The Upper Crust

INEC’s jinxed system



I didn’t believe it was happening. Nevertheless it will be naïve to state conclusively that one didn’t see it coming, however, my hope was that whatever issues there were could be and should have been sorted long before the waiting game commenced night of Friday last week. Presidential and National Assembly elections were scheduled for February 16, 2019 long before this year. The first test of that timeline is what has now become a shifted process, leaving millions of Nigerians in unmitigated hopelessness and anger. The announcement for the adjusted timetable for the election was made around 2.30am on Saturday, the day first scheduled for the election.
During his briefing to elaborate on what caused the shift, Chairman of the Independent National Electoral Commission, INEC, Mahmood Yakubu was emphatic that logistics and some safety concerns were responsible for the shift. He also hinted that after the conclusion of the general elections, every stakeholder must sit down and have a conversation about the whole gamut of election management in the country. This hint is at the heart of the matter. It is evident that there’s a structural problem within INEC or election management generally in Nigeria that requires honest discussion. We will return to that on a later date, but suffice it to say that our electoral management systems both at federal and state levels are set up and funded to be partisan.
Back to now, the explanation by the chair of INEC wasn’t quite compelling for me.
Two issues stand out. One is the time the very moment the shift was announced and second are the reasons adduced. I have a big issue with the early morning announcement of the shift. Every project manager must have timelines for delivering on set goals. There’s hardly any organisation or individual who manages expectations that will not run into hitches. So I can cut INEC some slacks, however, knowing that you won’t deliver as promised cannot be at about four hours before an event. You should have known 48 hours prior. It is difficult to persuade me to think otherwise. It makes all of us look stupid if delivering on logistics had to wait till few hours to voting before realising that it wasn’t feasible any longer. A ball was dropped!
Reasons such as incomplete election materials, mix-up of materials in some states and acts of violence, including arson in three states could not have been plausible if other variables were good. In the case of Anambra for example, INEC had assured the nation that it had made contingency arrangement which had worked. So bringing that reason back as part of why the election was moved isn’t clear to me. I sympathise with INEC over the deliberate sabotage of some of its operations; nevertheless, they were not enough to call off the process.
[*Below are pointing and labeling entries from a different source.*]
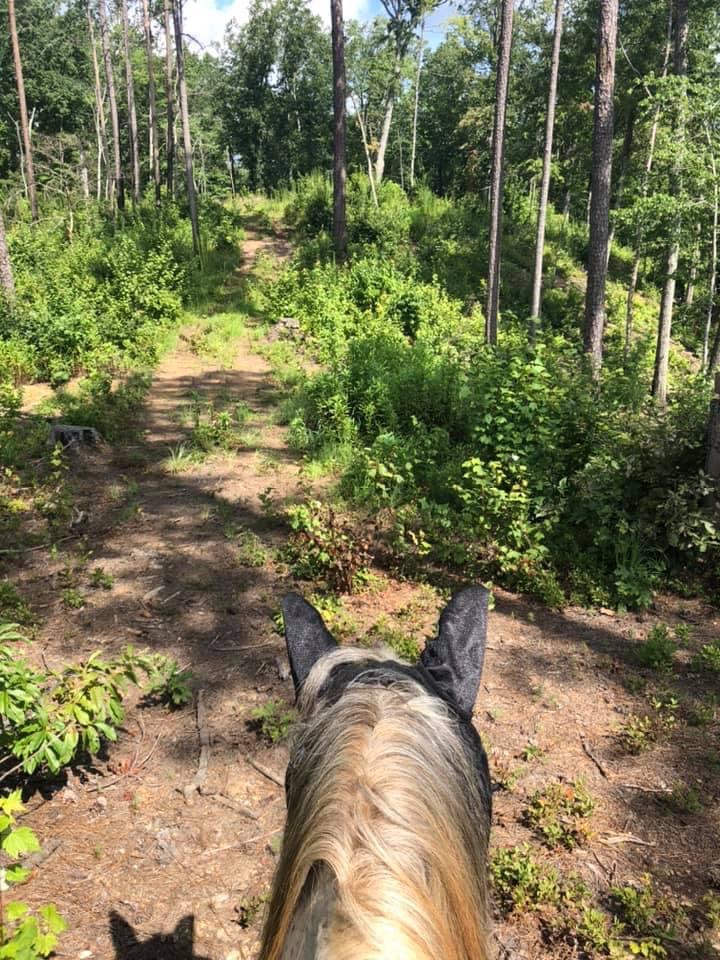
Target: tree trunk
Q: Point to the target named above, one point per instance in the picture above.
(132, 114)
(600, 184)
(169, 93)
(547, 164)
(712, 461)
(153, 133)
(713, 255)
(416, 105)
(118, 190)
(339, 131)
(185, 118)
(100, 127)
(662, 350)
(7, 284)
(366, 147)
(646, 177)
(496, 171)
(384, 139)
(24, 125)
(616, 200)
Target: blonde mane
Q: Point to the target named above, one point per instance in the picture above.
(384, 853)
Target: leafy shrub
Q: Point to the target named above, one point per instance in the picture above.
(324, 545)
(273, 720)
(23, 934)
(49, 717)
(658, 650)
(559, 814)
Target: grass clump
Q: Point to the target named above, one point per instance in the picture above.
(559, 814)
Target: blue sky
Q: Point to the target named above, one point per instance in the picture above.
(205, 20)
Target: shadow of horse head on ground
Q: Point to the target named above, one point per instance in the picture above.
(178, 945)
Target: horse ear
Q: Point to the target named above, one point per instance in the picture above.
(306, 636)
(455, 658)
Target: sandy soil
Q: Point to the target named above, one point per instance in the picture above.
(143, 872)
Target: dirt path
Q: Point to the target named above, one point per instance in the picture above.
(143, 872)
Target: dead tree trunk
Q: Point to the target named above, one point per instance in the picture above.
(185, 118)
(600, 184)
(118, 181)
(713, 256)
(502, 80)
(100, 126)
(662, 350)
(712, 461)
(547, 164)
(24, 125)
(132, 113)
(7, 283)
(153, 134)
(635, 273)
(169, 93)
(413, 149)
(339, 131)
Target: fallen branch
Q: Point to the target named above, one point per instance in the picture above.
(198, 781)
(625, 838)
(588, 753)
(229, 803)
(280, 781)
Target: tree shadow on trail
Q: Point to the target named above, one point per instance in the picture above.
(178, 945)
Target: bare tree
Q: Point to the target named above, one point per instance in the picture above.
(635, 273)
(153, 134)
(24, 125)
(339, 130)
(713, 254)
(7, 284)
(404, 17)
(547, 165)
(497, 180)
(601, 179)
(416, 105)
(170, 96)
(185, 118)
(100, 125)
(132, 113)
(662, 350)
(118, 191)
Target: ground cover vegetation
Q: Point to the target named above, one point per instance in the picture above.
(467, 415)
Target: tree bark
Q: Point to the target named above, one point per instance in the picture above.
(132, 114)
(646, 177)
(384, 139)
(662, 350)
(339, 131)
(118, 190)
(713, 255)
(185, 118)
(547, 164)
(100, 126)
(153, 133)
(502, 80)
(7, 283)
(24, 125)
(601, 179)
(169, 93)
(416, 106)
(712, 460)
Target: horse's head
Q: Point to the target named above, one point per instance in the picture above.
(450, 666)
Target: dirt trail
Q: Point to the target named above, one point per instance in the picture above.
(143, 874)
Not at the time it was called off. I reckon that there could have been more serious matters that the commission isn’t prepared to share with the public at the moment. I may be wrong.
Another thing I have noticed is dearth of information management at the commission. Nobody, I’m sure is speaking for the election manager of the nation at the moment. Sometimes they say a media aide to the chair, at other times, a national commissioner in charge of information and voters’ education speaks. Both are not qualified. INEC should have a robust public relations department under the leadership of the commissioner in charge of information as highlighted earlier. We have had strong PR or media unit before at INEC. The time when Tony Iredia was there was brilliant, one wonders why such times was abandoned for this mediocre information management system they have adopted. It looks too ad-hoc, naïve and amateurish to me. This is why at such anxious moment such as last Friday, even before it and going forward, Nigerians were left to speculate.
It’s also suspicious that information about the postponement was already in the public domain hours before INEC chair announced it. This is why his explanation that they were still hopeful as at 2.00am on Saturday is not tenable. Media houses quoted INEC sources to authenticate their stories. This is a betrayal of the nation. Whatever those snippets of information was meant to achieve has not portrayed the leadership of INEC in good stead. You give out information suggesting a shift to your media friends, then leave it late to tell the nation about a decision you had taken? This is typical of a system that lacks strategic communication experts in its fold.
Now that the shift has occurred in spite of my reservations, I think that it is important to not get contaminated by partisanship that has filled the air. Political parties will always attempt to outdo each other with propaganda. You will find a party that called for the head of the chair of INEC in the morning, but in the evening blames his opponent for wanting to relieve the umpire. Politics is also about manipulation of emotions. In spite of this, it is INEC’s role to ensure that confidence is restored among the electorate. How they do that will rest largely on the delivery of fair process by Saturday. It will be ridiculous if by Saturday we are saddled with the same issues as raised by INEC which necessitated the shift in the first place. There was minimal tension before the no-event of last week, a sharp contrast to what was obtainable in previous election cycles; with the shift however, anxiety is viewing, tension has returned because the people are now suspicious of the process. INEC’s system is broken, it’s jinxed. Who will fix it?  Nevertheless, let’s be hopeful.